Prediction can be tricky, but today we’re going to look back first. Did predictions made five years ago actually come true? We can get insight on the future from how events have unfolded so far.
Let’s look at the top predictions from five years ago:
1) Mobile would become the dominant way people access the Internet.
That is certainly true. Mobile will overtake desktop internet usage sometime in 2015. The massive availability of internet-enabled handsets bundled with cellphone plans means that everyone has the web and apps that use the internet at their fingertips.
2) That location-based internet would become increasingly important to business
Location is now baked into large parts of the web and the tools which use the internet. It is difficult to avoid.

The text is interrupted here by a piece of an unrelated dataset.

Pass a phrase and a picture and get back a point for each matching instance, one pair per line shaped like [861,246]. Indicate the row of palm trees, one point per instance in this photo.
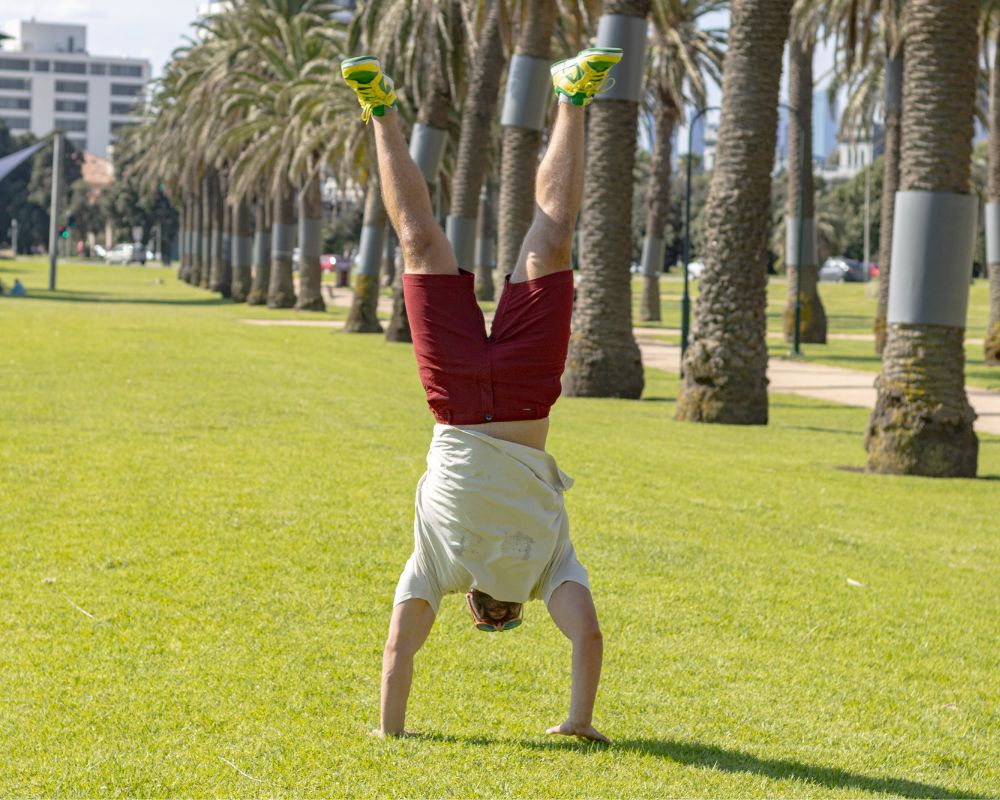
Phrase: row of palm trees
[253,114]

This has a profound effect on visibility online. Personalization is a seismic shift in search by giants like Google. Searches now serve up results that are not only tied to your own personal search history, but also your personal location. For Google, this just makes sense. A search result for a bakery that is closer to you is more likely relevant than one which is far away.
One thing that did not come true: The ‘Check-In’ failed to gain any ground. Currently not much else than a way to post to your existing social channels, it is used by fewer than 5% of social media users, and is on the decline. Marketers still pay attention, since even this small segment is sometimes an influential one.
3) Social search would start to outstrip conventional search
Social media has proven to be a more powerful engine than even early predictions could have forecast. Facebook has arguably more presence than any other site, with billions of users. The number of hours spent on Pinterest sharing collections outstrips the time spent online on retail sites – and shopping has always been a powerful traffic driver.
Networks of trust reflect the social forces that create communities. Although Google is a trusted name, the results it serves up are always suspect. The reasons for a high ranking are not always apparent. The recommendations of your ‘friends’ online are more apparent. You generally want to do business with a trusted person.
4) Senior adults would increasingly adopt the internet and drive considerable growth.
What has happened?
Seniors have taken to tablet computers in droves – and are driving the enormous growth in this market, notably the iPad. Whether because of ease-of-use, or just weaker eyesight, this larger mobile device format is now one to be ignored at your peril any time a website is being designed.
Five-year forecasts seem to do reasonably well – as long as we stay away from specific services that are ‘hot’ at the moment!